D’autres au contraire trouvent encore trop de profondeur aux escadrons disposés sur trois rangs, & prétendent que l’ordre des escadrons en bataille sur deux rangs est le plus avantageux à la cavalerie. Ceux qui sont prévenus de ce sentiment le soûtiennent, parce que l’ancienne cavalerie & la gendarmerie, qui ont fait si long-tems la principale force des armées de France, alloient à l’ennemi sur un seul rang. Mais que conclure de-là ? Dans ces tems reculés aucun peuple ne formoit sa cavalerie en escadrons, les ennemis n’avoient alors à cet égard aucun avantage sur nous ; d’ailleurs cette cavalerie étoit composée de l’élite de la noblesse françoise, hommes & chevaux étoient couverts d’une armure qui les rendoient presque invulnérables, & qui auroient donné une excessive pesanteur à des escadrons ainsi composés : leur arme offensive étoit la lance, qui ne permettoit pas non plus qu’ils combattissent en escadrons. N’auroit-ce pas été perdre sans nécessité d’excellens champions ; que de doubler de pareils rangs ? D’ailleurs on sait que cette cavalerie fut toûjours battue lorsqu’elle eut à faire contre une autre disposée sur plusieurs rangs de hauteur.

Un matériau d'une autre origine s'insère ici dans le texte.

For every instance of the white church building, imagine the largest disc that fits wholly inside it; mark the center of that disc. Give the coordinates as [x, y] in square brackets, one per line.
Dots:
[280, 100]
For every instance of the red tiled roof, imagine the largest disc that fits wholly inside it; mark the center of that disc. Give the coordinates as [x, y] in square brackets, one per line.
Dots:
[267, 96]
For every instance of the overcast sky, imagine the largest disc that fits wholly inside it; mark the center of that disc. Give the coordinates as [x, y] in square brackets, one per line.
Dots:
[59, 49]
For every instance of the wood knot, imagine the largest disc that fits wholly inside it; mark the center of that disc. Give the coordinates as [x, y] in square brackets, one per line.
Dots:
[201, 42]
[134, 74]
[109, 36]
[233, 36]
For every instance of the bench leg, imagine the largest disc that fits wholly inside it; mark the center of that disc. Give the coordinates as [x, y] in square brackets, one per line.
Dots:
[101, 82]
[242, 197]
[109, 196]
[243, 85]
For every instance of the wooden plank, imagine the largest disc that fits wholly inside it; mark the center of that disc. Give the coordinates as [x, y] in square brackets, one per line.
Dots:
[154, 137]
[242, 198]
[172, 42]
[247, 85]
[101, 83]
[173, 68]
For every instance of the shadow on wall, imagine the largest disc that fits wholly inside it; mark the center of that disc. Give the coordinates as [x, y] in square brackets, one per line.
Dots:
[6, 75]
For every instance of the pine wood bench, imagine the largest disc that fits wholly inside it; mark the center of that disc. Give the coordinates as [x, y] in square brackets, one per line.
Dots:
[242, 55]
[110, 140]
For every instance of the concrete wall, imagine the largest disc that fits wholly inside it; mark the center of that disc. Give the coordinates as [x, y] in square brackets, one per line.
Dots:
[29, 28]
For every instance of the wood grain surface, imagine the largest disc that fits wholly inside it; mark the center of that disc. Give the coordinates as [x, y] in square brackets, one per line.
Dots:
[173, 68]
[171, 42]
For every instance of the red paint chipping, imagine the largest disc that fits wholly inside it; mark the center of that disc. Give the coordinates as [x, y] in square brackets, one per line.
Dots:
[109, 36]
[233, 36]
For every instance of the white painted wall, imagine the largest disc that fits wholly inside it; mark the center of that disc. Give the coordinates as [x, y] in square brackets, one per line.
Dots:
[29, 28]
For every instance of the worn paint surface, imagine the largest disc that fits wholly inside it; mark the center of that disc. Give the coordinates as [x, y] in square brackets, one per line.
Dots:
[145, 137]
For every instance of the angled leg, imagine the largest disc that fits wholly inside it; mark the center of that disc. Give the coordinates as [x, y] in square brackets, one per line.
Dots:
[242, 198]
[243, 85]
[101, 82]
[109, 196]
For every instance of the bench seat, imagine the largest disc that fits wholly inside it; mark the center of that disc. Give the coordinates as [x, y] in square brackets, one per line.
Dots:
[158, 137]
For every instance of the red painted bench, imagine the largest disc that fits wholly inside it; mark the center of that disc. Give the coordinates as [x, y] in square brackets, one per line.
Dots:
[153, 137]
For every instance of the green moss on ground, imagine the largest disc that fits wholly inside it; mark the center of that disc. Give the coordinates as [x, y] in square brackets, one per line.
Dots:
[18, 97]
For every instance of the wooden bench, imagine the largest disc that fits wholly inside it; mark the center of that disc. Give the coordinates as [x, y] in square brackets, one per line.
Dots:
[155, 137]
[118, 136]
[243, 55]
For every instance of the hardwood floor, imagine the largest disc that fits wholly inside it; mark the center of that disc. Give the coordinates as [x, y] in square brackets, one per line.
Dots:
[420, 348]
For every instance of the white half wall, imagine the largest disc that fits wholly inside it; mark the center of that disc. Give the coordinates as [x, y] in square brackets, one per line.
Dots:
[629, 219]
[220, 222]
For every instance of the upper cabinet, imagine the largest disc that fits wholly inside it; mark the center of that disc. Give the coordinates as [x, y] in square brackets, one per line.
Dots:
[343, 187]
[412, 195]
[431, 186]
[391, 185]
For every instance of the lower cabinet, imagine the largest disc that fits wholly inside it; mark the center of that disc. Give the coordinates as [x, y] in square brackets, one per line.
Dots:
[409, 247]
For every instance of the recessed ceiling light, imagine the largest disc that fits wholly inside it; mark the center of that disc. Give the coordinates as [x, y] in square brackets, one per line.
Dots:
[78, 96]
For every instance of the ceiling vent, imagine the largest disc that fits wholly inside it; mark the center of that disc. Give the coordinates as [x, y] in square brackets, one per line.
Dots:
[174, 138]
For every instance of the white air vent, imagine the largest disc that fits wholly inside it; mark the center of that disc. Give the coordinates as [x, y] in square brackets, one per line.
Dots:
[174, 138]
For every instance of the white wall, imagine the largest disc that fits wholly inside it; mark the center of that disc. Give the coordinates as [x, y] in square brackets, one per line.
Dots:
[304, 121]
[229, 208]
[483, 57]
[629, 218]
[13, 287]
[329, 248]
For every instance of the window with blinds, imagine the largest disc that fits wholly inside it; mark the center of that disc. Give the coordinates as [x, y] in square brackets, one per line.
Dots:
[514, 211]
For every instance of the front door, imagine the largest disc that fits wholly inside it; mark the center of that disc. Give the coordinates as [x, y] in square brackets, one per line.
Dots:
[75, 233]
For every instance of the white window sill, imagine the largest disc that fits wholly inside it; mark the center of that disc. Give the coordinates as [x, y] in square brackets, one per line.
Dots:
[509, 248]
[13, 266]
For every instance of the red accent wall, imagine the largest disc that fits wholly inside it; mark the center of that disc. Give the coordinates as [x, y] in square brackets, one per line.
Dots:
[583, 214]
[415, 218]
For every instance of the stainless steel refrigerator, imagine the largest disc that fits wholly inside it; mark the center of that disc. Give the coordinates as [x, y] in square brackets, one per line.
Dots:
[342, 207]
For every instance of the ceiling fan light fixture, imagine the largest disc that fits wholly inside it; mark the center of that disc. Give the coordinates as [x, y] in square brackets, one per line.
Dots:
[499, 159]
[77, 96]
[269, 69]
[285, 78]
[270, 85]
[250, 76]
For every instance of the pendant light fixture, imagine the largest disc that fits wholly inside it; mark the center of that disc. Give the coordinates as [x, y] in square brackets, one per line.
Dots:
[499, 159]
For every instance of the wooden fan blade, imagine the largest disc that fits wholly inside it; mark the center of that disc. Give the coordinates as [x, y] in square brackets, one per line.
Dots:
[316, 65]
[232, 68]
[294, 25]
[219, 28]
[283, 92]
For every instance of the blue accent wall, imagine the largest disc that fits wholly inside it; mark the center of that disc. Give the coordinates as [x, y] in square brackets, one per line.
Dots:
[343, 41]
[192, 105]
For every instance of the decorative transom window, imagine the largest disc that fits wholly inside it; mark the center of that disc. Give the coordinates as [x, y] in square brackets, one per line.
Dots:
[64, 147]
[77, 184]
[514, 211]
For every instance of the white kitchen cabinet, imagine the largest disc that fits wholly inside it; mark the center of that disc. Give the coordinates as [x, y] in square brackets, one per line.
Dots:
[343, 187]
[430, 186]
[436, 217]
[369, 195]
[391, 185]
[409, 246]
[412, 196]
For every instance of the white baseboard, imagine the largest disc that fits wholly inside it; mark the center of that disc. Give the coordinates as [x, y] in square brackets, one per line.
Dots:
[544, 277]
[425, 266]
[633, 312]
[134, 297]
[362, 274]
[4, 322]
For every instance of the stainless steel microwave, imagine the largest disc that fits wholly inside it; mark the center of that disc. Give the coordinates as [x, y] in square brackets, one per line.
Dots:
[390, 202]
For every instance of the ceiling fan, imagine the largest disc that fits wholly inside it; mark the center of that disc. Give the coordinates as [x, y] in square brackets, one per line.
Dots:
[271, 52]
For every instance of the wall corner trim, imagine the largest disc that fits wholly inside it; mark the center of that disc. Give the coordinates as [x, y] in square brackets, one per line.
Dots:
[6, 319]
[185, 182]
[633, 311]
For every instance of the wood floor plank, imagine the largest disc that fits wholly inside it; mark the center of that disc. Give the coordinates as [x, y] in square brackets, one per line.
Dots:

La maison du roi combat sur trois rangs : comparable sans doute à tous égards à cette ancienne cavalerie, elle lui est de beaucoup supérieure pour la discipline ; & s’il y avoit un avantage réel de combattre sur deux rangs, il est aisé de penser que cet usage eût été établi dans ce corps, à qui une longue expérience a appris à toûjours vaincre, & dont deux rangs paroissent suffire pour cela. Le premier des trois rangs dans les escadrons des gardes-du corps est composé entierement d’officiers ; & quand il ne s’en trouve pas suffisamment pour le completer, on y admet les gardes qu’on nomme Carabiniers.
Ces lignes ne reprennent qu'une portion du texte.